In fact, SEC registrants have been vocal about the costs related to Section 404 and the PCAOB has issued guidelines to reduce compliance costs. In essence, the PCAOB proposal is to move towards a risk-based approach. These guidelines are, however, not law and may receive limited attention from auditors. Further, while responsibility for fraud detection resides with management, auditors also carry a burden of liability in the event they do not take appropriate steps to detect fraud. It is unlikely that coverage demands by auditors are likely to diminish in the near future.

The challenge ahead, then, is to manage through years two and three to optimise controls and resource demands (including cost).

Steps to process optimisation

The key, then, is analysis and automation. Controls identified in round one should be scrutinised with an eye towards removing those that are not legally or otherwise deemed to be required to provide management the assurance needed for Section 404.

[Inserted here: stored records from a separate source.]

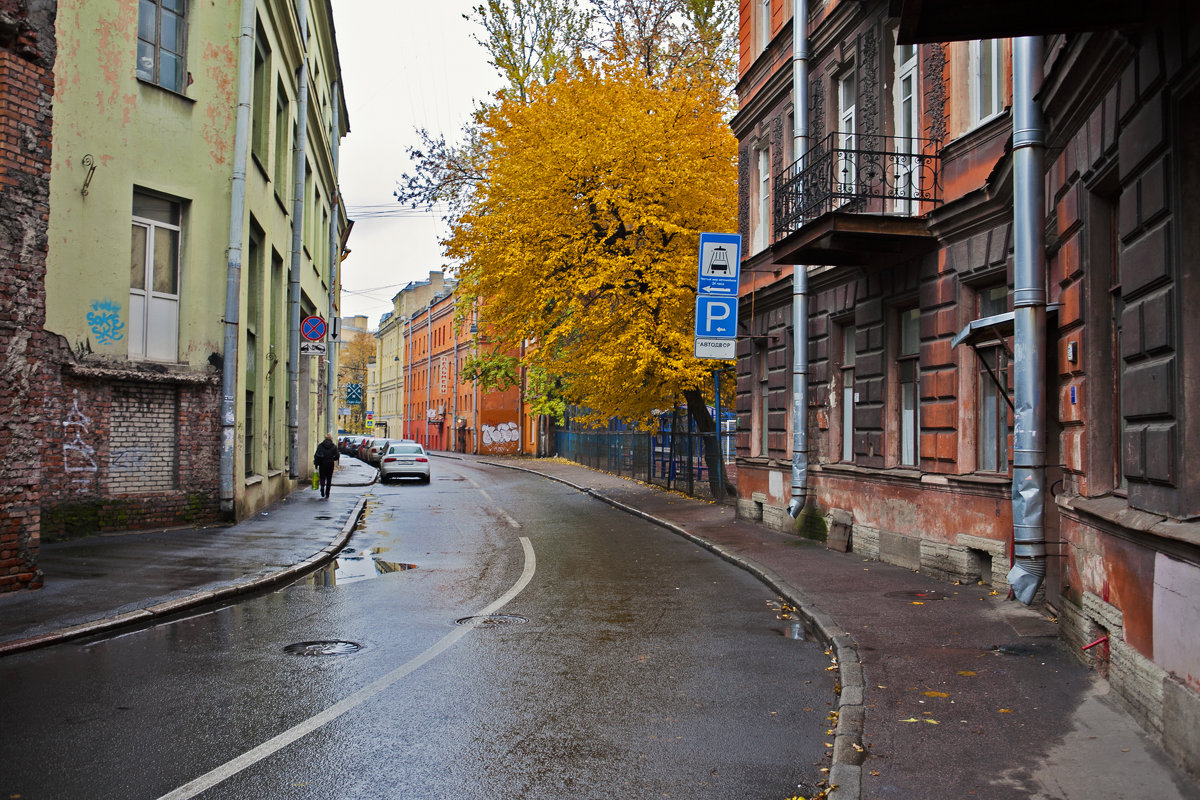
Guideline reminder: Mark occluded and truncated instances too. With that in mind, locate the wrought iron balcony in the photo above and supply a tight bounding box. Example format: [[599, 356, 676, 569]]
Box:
[[774, 133, 942, 241]]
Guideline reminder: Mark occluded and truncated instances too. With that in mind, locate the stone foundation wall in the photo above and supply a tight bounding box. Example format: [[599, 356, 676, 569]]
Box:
[[0, 0, 55, 593], [41, 365, 221, 541]]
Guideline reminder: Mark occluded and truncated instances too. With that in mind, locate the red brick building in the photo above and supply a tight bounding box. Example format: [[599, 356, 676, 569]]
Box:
[[401, 287, 530, 455], [732, 0, 1200, 774], [0, 0, 55, 591]]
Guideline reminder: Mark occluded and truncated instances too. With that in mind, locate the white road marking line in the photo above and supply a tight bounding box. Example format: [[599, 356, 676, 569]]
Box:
[[158, 536, 538, 800], [475, 486, 521, 530]]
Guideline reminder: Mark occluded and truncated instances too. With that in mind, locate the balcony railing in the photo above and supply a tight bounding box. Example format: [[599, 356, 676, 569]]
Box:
[[774, 133, 942, 241]]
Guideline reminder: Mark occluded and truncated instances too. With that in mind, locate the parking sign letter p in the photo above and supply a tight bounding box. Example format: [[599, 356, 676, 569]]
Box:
[[704, 302, 730, 331]]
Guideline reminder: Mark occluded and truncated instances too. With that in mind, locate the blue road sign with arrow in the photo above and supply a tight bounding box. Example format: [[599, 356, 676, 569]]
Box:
[[696, 234, 742, 297]]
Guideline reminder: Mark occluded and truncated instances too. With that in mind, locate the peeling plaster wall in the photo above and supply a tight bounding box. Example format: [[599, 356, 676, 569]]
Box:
[[46, 0, 238, 367], [0, 0, 55, 593]]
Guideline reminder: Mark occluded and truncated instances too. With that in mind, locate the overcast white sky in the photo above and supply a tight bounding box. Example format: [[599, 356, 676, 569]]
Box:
[[332, 0, 500, 329]]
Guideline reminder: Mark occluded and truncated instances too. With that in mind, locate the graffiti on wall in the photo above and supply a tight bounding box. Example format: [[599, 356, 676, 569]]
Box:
[[62, 391, 97, 494], [480, 422, 521, 453], [88, 300, 125, 344]]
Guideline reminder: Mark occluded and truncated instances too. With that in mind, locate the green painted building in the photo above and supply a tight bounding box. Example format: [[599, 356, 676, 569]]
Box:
[[42, 0, 350, 527]]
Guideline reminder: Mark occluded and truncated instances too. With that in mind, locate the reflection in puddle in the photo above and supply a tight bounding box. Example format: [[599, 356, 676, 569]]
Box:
[[305, 547, 416, 587]]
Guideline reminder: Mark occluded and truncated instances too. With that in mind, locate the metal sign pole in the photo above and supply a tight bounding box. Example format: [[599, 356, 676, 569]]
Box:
[[713, 367, 725, 500]]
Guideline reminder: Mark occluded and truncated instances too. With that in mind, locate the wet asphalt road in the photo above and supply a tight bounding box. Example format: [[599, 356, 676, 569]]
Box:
[[0, 461, 836, 800]]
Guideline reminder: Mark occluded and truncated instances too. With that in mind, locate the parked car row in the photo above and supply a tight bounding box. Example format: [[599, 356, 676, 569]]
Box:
[[337, 435, 430, 483]]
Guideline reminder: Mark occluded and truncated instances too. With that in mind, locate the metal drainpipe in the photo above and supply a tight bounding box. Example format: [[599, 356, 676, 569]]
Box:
[[325, 80, 340, 433], [1008, 36, 1046, 606], [782, 0, 809, 519], [217, 0, 254, 515], [288, 0, 308, 480], [425, 300, 437, 447]]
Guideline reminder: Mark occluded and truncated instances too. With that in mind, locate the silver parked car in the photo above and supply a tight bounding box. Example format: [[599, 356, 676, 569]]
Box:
[[367, 438, 396, 467], [379, 441, 430, 483]]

For those controls that remain, automation should be considered. Section 404 demands on the chief information officer (CIO) for years two and three are likely to be substantial. The top three technology issues related to Section 404 are commonly considered to be:

  • appropriate segregation of duties. As controls for manual processes that included segregation of duties become automated, segregation needs to be considered for business and technology processes
  • appropriate technology and business partner oversight of controls over the business process, change management, etc
  • monitoring of exceptions and/or logs to identify both business and technology issues.

The role of the CIO in realising optimisation related to Section 404 cannot be over-emphasised.

The controls optimisation process, though it may require skilled business resources, will lead to more streamlined controls, resulting in improved value creation. Some leading consultants have initiated offerings targeted at identifying and eliminating redundant controls. The value proposition of these offerings being that removing unneeded controls lowers costs and speeds up the business process while meeting Section 404 requirements.

Conclusion

Year two will be another year of significant effort, but with effort directed at streamlining controls and control processes instead of building new controls. While these activities may generate long term value, one should not expect reductions in audit fees. Given that the PCAOB’s guidelines are just that - guidelines and not laws - these changes will be slow in realising fee reductions. Additionally, with the onus for fraud detection borne by the auditor, it is understandable that auditors would wish for more comprehensive testing. Careful planning and execution in year two can lead to process improvements that improve the bottom line. The author would suggest that timely and thoughtful action could make year two the foundation for a more effective organisation.

(1) Source: Department of the Treasury Press Room 1996 - RR-1417

George Thomas FCCA, CPA, CMA, CFIRS, is group audit manager at a $100+bn super regional bank in the Midwest, US.